On 18 November 2021, we sent a revised list of 18 potentially relevant studies to SACN:
* Zhang, Jing, Rao, Xin, Li, Yiming et al. (2021) Pilot trial of high-dose vitamin C in critically ill COVID-19 patients. Annals of intensive care 11(1): 5
* Kumari, Poona, Dembra, Suman, Dembra, Pariya et al. (2020) The Role of Vitamin C as Adjuvant Therapy in COVID-19. Cureus 12(11): e11779
* Hakamifard A, Soltani R, Maghsoudi A et al. (2021) The effect of What it does: Acts as an antioxidant, protecting cells from damage, including against cancer. Helps body use oxygen, preventing blood clots, thrombosis, atherosclerosis. Improves wound… and vitamin C in patients with COVID-19 pneumonia; a randomized controlled clinical trial. Immunopathologia Persa 8(1): 1-6
* Holford P, Carr A C, Zawari M et al. (2021) Vitamin C Intervention for Critical COVID-19: A Pragmatic Review of the Current Level of Evidence. Life 11(11): 1166
* Gao, Dengfeng, Xu, Min, Wang, Gang et al. (2021) The efficiency and safety of high-dose vitamin C in patients with COVID-19: a retrospective cohort study. Aging 13
* Xia, Guozhi, Fan, Di, He, Yanru et al. (2021) High-dose intravenous vitamin C attenuates hyperinflammation in severe coronavirus disease 2019. Nutrition (Burbank, Los Angeles County, Calif.) 9192: 111405
* Zhao, Bing, Liu, Min, Liu, Ping et al. (2021) High Dose Intravenous Vitamin C for Preventing The Disease Aggravation of Moderate COVID-19 Pneumonia. A Retrospective Propensity Matched Before-After Study. Frontiers in pharmacology 12: 638556
* Suna, Kavurgaci, Melahat, Uzel Sener, Murat, Yildiz et al. (2021) Effect of high-dose intravenous vitamin C on prognosis in patients with SARS-CoV-2 pneumonia. Medicina clinica
* Li, Matthew, Ching, Tsung Han, Hipple, Christopher et al. (2021) Use of Intravenous Vitamin C in Critically Ill Patients With COVID-19 Infection. Journal of pharmacy practice: 8971900211015052
We did not share the following study as we do not believe it is relevant to the topic area. Groups are those without and those with ameliorated cardiac injury, rather than with and without vitamin C. Therefore, results are association between ameliorated cardiac injury and vitamin C.
* Xia, G.; Qin, B.; Ma, C.; Zhu, Y.; Zheng, Q. High-dose vitamin C ameliorates cardiac injury in COVID-19 pandemic: A retrospective cohort study. Aging Al. N.Y. 2021, 13, 20906–20914, doi:10.18632/aging.203503.
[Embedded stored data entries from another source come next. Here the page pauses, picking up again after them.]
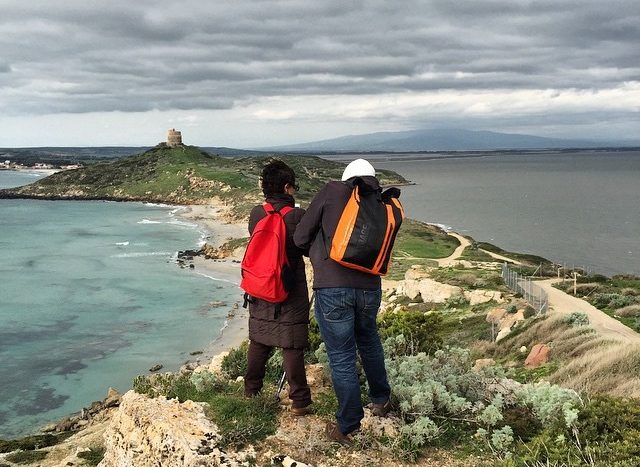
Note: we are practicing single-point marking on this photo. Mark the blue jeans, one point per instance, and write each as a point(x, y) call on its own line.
point(347, 320)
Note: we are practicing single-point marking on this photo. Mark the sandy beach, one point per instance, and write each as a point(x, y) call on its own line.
point(211, 218)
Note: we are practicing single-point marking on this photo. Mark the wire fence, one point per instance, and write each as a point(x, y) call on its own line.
point(532, 292)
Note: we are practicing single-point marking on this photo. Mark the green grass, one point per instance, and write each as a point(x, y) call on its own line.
point(241, 420)
point(470, 278)
point(522, 257)
point(419, 243)
point(30, 443)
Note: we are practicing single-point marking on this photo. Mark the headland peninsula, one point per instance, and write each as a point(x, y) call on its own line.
point(494, 357)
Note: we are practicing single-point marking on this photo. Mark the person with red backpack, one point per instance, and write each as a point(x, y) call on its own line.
point(276, 285)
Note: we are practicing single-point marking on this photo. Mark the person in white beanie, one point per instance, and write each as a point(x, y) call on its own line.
point(346, 304)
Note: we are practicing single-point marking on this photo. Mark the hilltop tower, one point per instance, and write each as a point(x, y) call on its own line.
point(174, 138)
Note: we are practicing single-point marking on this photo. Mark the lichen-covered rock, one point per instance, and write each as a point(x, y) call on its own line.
point(483, 363)
point(151, 432)
point(435, 292)
point(476, 297)
point(496, 315)
point(511, 319)
point(538, 356)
We can confirm that we have identified the study by Tehrani et al and we have flagged this study to be shared with SACN.
Based on the feedback below, we have revisited the previous exclusion decision for the Thomas et al study. Although the study was terminated early, it does compare vitamin C to standard of care, using a randomised methodology. The main outcomes are related to reduction in symptoms. We have therefore flagged this study to be shared with SACN. We had previously not included the Hemila et al paper as it is a secondary analysis of the data published by Thomas et al. However, for completeness we will also share the Hemila et al paper so the SACN are aware that some authors have reanalysed the data in a different way.
Finally, thank you for flagging the University of Otago Vitamin C and COVID-19 research resource. We will consider how best to use it in our evidence surveillance process going forward.
We can also confirm that RAPID C-19 has reviewed the RAPID C-19 briefing against the RCTs that have been flagged to make sure all are included.
I hope the above information is useful for you.